É preciso que fique claro que não é uma escolha das escolas se estes temas entram ou não para dentro das suas portas. A única questão que pode estar em cima da mesa é o que fazer com estes temas: se os professores devem ignorá-los e deixar os alunos sozinhos a braços com estas problemáticas; ou se devem proporcionar-lhes um espaço no qual possam ter um interlocutor para abordar questões que, naturalmente, os preocupam.

No entanto, há algo que gostaria de trazer para o campo desta discussão. Se, na minha opinião, a escola não se deve demitir das suas responsabilidades na formação dos futuros cidadãos, também não deve ficar isolada ou assoberbada nesta demanda. Porque se há quem discuta se as questões da cidadania devem ser abordadas nas escolas, também há quem não se exima de colocar em cima destas todos os problemas do mundo.

E com isto não pretendo dizer que os problemas identificados não sejam importantes ou não necessitem de soluções.
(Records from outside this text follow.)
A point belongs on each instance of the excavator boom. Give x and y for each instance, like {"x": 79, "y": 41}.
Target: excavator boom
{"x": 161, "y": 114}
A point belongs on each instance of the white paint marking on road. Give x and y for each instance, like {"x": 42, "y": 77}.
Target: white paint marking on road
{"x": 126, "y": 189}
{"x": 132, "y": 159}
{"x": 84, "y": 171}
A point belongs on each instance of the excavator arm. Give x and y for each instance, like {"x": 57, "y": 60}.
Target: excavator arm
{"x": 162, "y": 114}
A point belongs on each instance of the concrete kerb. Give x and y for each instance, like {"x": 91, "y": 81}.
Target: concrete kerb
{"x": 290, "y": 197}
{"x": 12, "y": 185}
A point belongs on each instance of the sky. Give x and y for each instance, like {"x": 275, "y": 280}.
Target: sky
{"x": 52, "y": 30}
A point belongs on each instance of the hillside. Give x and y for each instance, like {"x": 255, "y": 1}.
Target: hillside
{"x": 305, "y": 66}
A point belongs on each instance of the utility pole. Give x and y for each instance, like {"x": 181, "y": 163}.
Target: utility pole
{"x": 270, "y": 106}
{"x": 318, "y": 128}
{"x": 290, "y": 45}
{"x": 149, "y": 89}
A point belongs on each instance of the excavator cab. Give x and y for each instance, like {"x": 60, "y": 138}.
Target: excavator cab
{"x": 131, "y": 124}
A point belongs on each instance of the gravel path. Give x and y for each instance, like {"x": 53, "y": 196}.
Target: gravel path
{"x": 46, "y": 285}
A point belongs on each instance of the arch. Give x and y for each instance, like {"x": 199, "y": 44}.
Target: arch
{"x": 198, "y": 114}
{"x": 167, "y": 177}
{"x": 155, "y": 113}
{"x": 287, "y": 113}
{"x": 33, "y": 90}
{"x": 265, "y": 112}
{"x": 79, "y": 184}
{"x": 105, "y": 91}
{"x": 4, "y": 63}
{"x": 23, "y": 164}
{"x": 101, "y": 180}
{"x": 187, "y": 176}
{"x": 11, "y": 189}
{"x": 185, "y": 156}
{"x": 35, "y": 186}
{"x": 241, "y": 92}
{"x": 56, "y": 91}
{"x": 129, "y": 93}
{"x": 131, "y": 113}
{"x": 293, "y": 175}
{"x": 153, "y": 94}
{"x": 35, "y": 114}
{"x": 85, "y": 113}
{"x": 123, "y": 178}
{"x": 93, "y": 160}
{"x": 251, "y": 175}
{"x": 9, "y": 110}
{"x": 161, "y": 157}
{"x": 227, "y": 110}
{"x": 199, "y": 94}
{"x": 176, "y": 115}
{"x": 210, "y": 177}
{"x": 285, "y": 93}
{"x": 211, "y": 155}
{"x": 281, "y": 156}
O cerne da questão é perceber se a escola é um saco sem fundo onde pode caber tudo, de acordo com uma lógica aditiva interminável. De acordo com esta lógica, de cada vez que se identifica um problema na sociedade, procura acrescentar-se um conteúdo curricular ou desenvolver um projeto escolar.

Se, nomeadamente, existe maior agressividade entre os jovens, é necessário reforçar a gestão de conflitos; se existe maior propensão para a obesidade infantil, deve insistir-se na educação alimentar; se existe dificuldade na gestão do orçamento, importa sensibilizar para a educação financeira; se existe falta de espírito de iniciativa, o caminho passa pela educação para o empreendedorismo… Poderia continuar esta listagem indefinidamente, nomeando sempre novos problemas e propondo sempre novas soluções para os novos problemas.

É neste sentido que importa refletir sobre os papéis a desempenhar pelos intervenientes nesta matéria. É que a Educação para a Cidadania não é apenas atributo das escolas. Cabe a todos e às famílias especialmente. Os pais têm um papel de relevo a desempenhar, já que são, por excelência, os maiores educadores dos seus filhos. A educação que vem de casa constrói-se não só com o diálogo entre gerações, mas também e sobretudo por via do exemplo, através das opções e atitudes cívicas que os filhos observam de forma continuada nos seus pais.

E também cabe à sociedade em geral, e aos agentes políticos em particular, apoiar os pais na sua tarefa educativa, defendendo os direitos relacionados com o exercício da parentalidade, alargando a rede de oferta de creches e educação pré-escolar, garantindo a qualidade da escola pública, apoiando as escolas na integração dos alunos que não falam Português, proporcionando locais seguros e ofertas apelativas para as interrupções letivas, bem como alargando a rede de centros de diagnóstico e o apoio para problemáticas relacionadas com a aprendizagem ou o desenvolvimento.

Perante o elencar destas problemáticas com as quais as escolas se confrontam diariamente, temos de nos questionar sobre a pertinência e a urgência de sobrepor as questões ideológicas às pedagógicas. A grande verdade é que a prioridade das escolas, a braços com questões bem mais prementes, não residirá certamente nas alterações curriculares que, por serem constantes, introduzem instabilidade no sistema. Para que possam focar-se nas soluções para os problemas que efetivamente têm para resolver, as escolas necessitam de tréguas curriculares. Neste sentido, um pacto educativo, que conferisse estabilidade ao sistema educativo, seria certamente bem recebido.